FirstGroup, the travel operator, leads the way among the 17 companies identified in the report with schemes at risk.


FirstGroup’s liabilities of £4.6bn are almost four times more than the value of the business.


Others in the danger zone include Phoenix Group, Balfour Beatty, Rexam, Carillion, Stagecoach, Mitchells & Butlers, AMEC, Tate & Lyle, Serco and Cable & Wireless.

The analysis, by advisers JLT Employee Benefits, provides a further insight into the pension funding crisis facing many companies and a new era in which employees must come to terms with a less generous payout.

Employers are rushing to restructure costly schemes because they can no longer afford the defined-benefits “gold standard” retirement package, with pensions linked to earnings and employment.

Only 12 FTSE 250 companies are still providing service-linked benefits to a significant number of employees, but in the next 18 months JLT expects the majority of listed companies will have ditched them. Tesco has joined the growing number of companies limiting benefits to existing employees.

Tata Steel has reached agreement to close its scheme after a battle with employees. Manx Telecom has followed suit, while Morrisons, the supermarket group, has been talking to staff about the future of its scheme.

The deficit in the 12 remaining schemes with defined benefits almost doubled last year to £12bn, while Phoenix, with a £100m contribution, headed a list of 39 providing extra funding of £1.4bn to reduce deficits.

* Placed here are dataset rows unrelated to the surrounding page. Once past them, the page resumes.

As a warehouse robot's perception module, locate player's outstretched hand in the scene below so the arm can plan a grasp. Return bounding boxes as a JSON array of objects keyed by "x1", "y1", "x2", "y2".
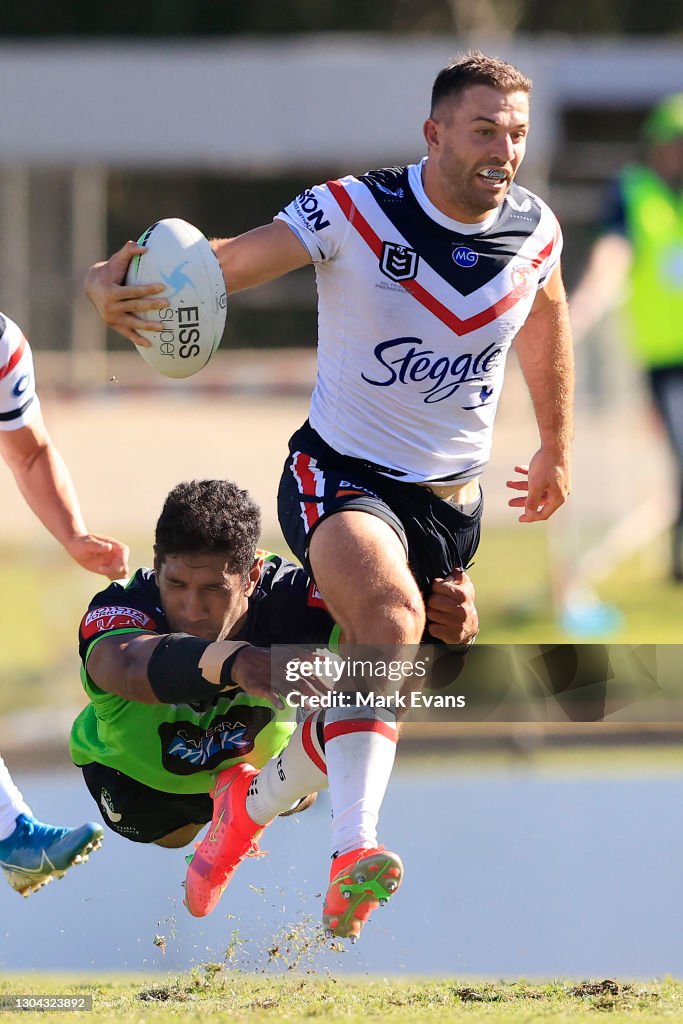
[
  {"x1": 230, "y1": 646, "x2": 332, "y2": 711},
  {"x1": 427, "y1": 569, "x2": 479, "y2": 645},
  {"x1": 85, "y1": 242, "x2": 168, "y2": 348},
  {"x1": 65, "y1": 534, "x2": 130, "y2": 580},
  {"x1": 507, "y1": 449, "x2": 569, "y2": 522}
]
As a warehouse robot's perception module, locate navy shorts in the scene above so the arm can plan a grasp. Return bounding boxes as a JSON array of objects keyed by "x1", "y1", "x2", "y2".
[
  {"x1": 278, "y1": 422, "x2": 483, "y2": 595},
  {"x1": 81, "y1": 762, "x2": 213, "y2": 843}
]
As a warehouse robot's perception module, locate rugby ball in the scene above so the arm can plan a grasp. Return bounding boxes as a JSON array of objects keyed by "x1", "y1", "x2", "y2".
[{"x1": 126, "y1": 217, "x2": 227, "y2": 377}]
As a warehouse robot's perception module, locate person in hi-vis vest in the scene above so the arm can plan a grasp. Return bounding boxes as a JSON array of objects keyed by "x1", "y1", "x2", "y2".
[{"x1": 570, "y1": 92, "x2": 683, "y2": 583}]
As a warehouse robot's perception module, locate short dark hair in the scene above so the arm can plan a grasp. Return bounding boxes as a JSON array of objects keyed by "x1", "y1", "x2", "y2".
[
  {"x1": 431, "y1": 50, "x2": 531, "y2": 117},
  {"x1": 155, "y1": 480, "x2": 261, "y2": 577}
]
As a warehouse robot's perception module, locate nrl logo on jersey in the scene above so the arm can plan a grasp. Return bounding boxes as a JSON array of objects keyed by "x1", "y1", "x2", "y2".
[{"x1": 380, "y1": 242, "x2": 420, "y2": 281}]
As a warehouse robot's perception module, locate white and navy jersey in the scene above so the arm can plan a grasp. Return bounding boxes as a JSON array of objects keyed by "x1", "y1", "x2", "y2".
[
  {"x1": 0, "y1": 313, "x2": 40, "y2": 430},
  {"x1": 278, "y1": 158, "x2": 562, "y2": 482}
]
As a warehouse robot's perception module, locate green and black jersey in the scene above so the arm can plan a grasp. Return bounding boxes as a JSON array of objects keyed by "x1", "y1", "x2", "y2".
[{"x1": 71, "y1": 555, "x2": 335, "y2": 794}]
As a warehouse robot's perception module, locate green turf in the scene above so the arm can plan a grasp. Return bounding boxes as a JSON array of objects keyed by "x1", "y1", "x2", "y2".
[
  {"x1": 0, "y1": 965, "x2": 683, "y2": 1024},
  {"x1": 0, "y1": 526, "x2": 683, "y2": 715}
]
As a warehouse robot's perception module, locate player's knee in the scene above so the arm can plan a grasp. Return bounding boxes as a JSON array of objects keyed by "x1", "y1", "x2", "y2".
[{"x1": 341, "y1": 587, "x2": 426, "y2": 646}]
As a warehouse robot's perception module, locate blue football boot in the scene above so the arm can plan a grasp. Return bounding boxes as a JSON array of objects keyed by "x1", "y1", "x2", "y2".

Six out of the 10 best funded schemes were run by financial services groups, a performance which JLT feels reflects their better understanding of pension risks and liabilities.

Only 37 companies have disclosed a pension surplus in their most recent accounts, against 104 running a deficit.

Charles Cowling, a JLT director, said defined-benefit pensions have become “too expensive, too risky, and among UK private-sector companies, are no longer part of HR strategies for employee recruitment and retention. Sadly, we expect that within 12 months virtually all defined-benefit pension provision in UK companies will have ceased.”